The Tea Party promised freedom from government but it hasn’t exactly delivered on its promise. Tea Party favorite Rick Scott, Governor of Florida, wanted to require all welfare recipients in the state to submit urine samples to make sure they weren’t abusing drugs (presumably because, in his mind, if you’re on welfare you’re likely a drug addict). Turns out there’s a little problem with that plan, and it’s called the United States Constitution:
In a blistering 37-page opinion (PDF) issued late Monday night, federal court Judge Mary Scriven put a halt to the tea-party Republican’s marquee plan, concluding that “the wholesale, suspicionless drug testing of all applicants” for Florida’s Temporary Assistance for Needy Families (TANF) constituted an unreasonable search in violation of the 4th Amendment. It’s just the latest setback for Scott, who’s recently come under fire for pooh-poohing non-business majors, collecting cut-rate health insurance, cutting support to the disabled, building himself a military hall-of-fame, and imploding on a live cable news show.

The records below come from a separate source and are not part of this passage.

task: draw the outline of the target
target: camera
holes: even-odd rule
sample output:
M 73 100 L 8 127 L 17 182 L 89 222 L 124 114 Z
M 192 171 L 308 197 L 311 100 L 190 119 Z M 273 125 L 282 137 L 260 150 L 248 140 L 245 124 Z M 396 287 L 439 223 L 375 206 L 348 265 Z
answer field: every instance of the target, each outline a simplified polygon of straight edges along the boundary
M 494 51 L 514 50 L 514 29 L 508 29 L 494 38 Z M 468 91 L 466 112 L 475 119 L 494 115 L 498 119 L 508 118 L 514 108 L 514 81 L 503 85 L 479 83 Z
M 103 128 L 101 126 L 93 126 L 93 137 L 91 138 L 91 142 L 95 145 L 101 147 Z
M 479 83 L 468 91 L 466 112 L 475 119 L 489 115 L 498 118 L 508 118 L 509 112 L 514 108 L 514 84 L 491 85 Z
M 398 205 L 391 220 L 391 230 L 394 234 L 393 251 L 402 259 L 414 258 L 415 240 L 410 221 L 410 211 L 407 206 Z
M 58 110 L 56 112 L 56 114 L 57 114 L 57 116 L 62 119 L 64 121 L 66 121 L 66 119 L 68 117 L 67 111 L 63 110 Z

“Though the State speaks in generalities about the ‘public health risk, as well as the crime risk, associated with drugs’ being ‘beyond dispute,’ it provides no concrete evidence that those risks are any more present in TANF applicants than in the greater population,” Scriven wrote in her ruling against Florida’s government. “It is not enough to simply recite a governmental interest without any evidence of a concrete threat that would be mitigated through drug testing.”
The state ACLU and the Florida Justice Institute filed the suit on behalf of one Luis Lebron, who refused to pay for the $10-to-$82 urinalysis that would have proven that he was drug-free.
The Tea Party never believed in individual freedom – it believed in the freedom of a certain subset of individuals (aka the Tea Party) to legislate their interests/beliefs on the rest of us.